I’m attending a workshop at the first morning of CASCON, the conference on software research hosted by IBM Canada. There’s quite a bit of good work done at the IBM Toronto software lab, and this annual conference gives them a chance to engage the academic and corporate community to present this research.
The focus of this workshop is service integration, including enabling new services from existing applications and creating new services by composing from existing services. Hacking together a few services into a solution is fairly simple, but your results may not be all that predictable; industrial-strength service integration is a bit more complex, and is concerned with everything from reusability to service level agreements. As Allen Chan of IBM put it when introducing the session: “How do we enable mere mortals to create a service integration solution with predictable results and enterprise-level reliability?”

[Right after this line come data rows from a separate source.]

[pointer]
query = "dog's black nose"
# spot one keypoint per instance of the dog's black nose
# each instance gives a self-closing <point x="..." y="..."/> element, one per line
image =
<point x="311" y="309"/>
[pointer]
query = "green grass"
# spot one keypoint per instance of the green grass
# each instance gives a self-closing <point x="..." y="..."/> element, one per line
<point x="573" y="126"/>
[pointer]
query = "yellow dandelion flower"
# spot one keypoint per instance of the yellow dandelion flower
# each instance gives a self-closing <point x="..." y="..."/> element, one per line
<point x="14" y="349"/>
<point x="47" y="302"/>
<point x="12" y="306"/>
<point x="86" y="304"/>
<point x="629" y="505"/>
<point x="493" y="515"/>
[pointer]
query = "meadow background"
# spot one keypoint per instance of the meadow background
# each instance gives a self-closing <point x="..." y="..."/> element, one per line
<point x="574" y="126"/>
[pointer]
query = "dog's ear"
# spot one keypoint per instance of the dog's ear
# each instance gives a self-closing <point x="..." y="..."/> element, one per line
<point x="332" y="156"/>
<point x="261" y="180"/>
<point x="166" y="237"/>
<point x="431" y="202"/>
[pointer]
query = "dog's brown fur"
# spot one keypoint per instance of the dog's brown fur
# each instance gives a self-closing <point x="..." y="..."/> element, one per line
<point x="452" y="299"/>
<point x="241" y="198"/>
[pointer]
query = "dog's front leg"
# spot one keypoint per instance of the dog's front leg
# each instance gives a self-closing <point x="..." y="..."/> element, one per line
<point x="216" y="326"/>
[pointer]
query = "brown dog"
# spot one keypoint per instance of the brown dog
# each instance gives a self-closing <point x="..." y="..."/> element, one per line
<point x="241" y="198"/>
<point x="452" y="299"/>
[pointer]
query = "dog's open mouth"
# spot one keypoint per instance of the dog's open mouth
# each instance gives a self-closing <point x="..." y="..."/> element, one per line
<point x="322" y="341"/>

The first presentation was by Mannie Kagan, an IBMer who is working with TD Bank on their service strategy and implementation; he walked us through a real-life example of how to integrate services into a complex technology environment that includes legacy systems as well as newer technologies. Based on this, and a large number of other engagements by IBM, they are able to discern patterns in service integration that can greatly aid in implementation. Patterns can appear at many levels of granularity, which they classify as primitive, subflow, flow, distributed flow, and connectivity topology. From there, they have created an ESB framework pattern toolkit, an Eclipse-based toolkit that allows for the creation of exemplars (templates) of service integration that can then be adapted for use in a specific instance.
He discussed two particular patterns that they’ve found to be particularly useful: web service notification (effectively, pub-sub over web services), and SCRUD (search, create, read, updated, delete); think of these as some basic building blocks of many of the types of service integrations that you might want to create. This was presented in a specific IBM technology context, as you might imagine: DataPower SOA appliances for processing XML messages and legacy message transformations, and WebSphere Services Registry and Repository (WSRR) for service governance.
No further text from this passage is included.